“He was asking too many questions and he was asking them too quickly. They were stacking up in my head like loaves in the bread factory where uncle Terry works. The factory is a bakery and he operates the slicing machines. And sometimes the machine isn’t working fast enough but the bread keeps coming and there is a blockage. I sometimes think of my mind as a machine, but not always as a bread-slicing machine. It makes it easier to explain to other people what is going on inside it.“
Christopher is a 15-year-old child, suffering from Autism. He lives with his father and goes to a special school. His mother died of a heart attack. Christopher can recall how his parents used to fight because he is ‘different’. He hates the colors yellow and brown. He hates metaphors. He hates to be in crowded places. His school, and a teacher named Siobhan, helps him learn arts, math and Stranger Danger. He informs us that it’s a special school but it annoys him when people call his school a “special school” and that all the students there have “learning difficulties”. He observes that all of us have special needs and all of us have learning difficulties. Learning French or Relativity is difficult. His father has special needs like using artificial sweeteners to help him stay slim.
Chris has a photographic memory and can make the map of Swindon or London in his mind quickly. He loves studying stars, noticing people and their expressions and plans to sit for his Math A level exam. He can accurately recall the different patterns the cows, standing in a field, had because all he has to do is rewind, fast forward and pause!
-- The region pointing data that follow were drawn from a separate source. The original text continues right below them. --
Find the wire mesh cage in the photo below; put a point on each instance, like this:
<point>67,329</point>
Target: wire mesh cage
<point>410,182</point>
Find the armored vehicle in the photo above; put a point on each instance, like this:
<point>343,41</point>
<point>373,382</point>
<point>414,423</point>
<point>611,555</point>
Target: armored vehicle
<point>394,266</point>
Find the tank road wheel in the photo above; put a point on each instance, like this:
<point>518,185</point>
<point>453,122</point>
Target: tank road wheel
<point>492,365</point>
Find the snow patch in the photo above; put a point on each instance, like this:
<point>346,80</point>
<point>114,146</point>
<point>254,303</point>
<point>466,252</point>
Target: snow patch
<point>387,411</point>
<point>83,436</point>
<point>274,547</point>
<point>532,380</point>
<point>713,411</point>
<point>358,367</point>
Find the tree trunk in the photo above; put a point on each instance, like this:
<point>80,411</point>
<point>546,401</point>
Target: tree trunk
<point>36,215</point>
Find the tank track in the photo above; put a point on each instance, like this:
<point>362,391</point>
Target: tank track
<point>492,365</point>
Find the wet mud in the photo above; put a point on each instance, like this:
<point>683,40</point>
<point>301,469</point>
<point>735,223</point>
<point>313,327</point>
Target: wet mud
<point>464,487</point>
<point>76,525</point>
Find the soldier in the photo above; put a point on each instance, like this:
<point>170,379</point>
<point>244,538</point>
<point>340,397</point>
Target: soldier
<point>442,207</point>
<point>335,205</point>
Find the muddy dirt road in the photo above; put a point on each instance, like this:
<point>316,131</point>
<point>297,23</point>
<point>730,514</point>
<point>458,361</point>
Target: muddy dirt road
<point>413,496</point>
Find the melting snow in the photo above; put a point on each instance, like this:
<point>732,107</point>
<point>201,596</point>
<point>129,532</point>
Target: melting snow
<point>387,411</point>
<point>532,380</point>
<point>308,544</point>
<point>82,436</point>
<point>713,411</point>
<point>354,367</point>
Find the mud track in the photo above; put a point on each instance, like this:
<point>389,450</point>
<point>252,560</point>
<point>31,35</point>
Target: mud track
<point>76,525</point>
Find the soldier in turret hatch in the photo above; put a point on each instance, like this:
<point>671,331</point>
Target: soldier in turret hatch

Interestingly, the title of the book does not have much to do with the plot. Chris is detecting a case involving the murder of his neighbor’s dog, named Wellington. And no! I haven’t revealed the plot to you.
What Chris discovers while investigating the case (and he does it Sherlock Holmes ishtyle!) is what makes the book so interesting. As the story unfolds, the reader will find himself amused and entertained. Who is Mr. And Mrs. Shears? Why does Chris’s father insist that he stay out of other people’s business? Why shouldn’t Chris investigate the case? Is his mother really dead?
The language is simple and the narrative arresting. The book is not only a good and a quick read on a nice Sunday afternoon. It also delves deep into Autism and the world of those suffering from it. When you have finished the book, you know what a child suffering from Autism feels within his mind and heart.
Mark Haddon has got inside the mind of a child suffering from Autism and brilliantly carved another unforgettable character!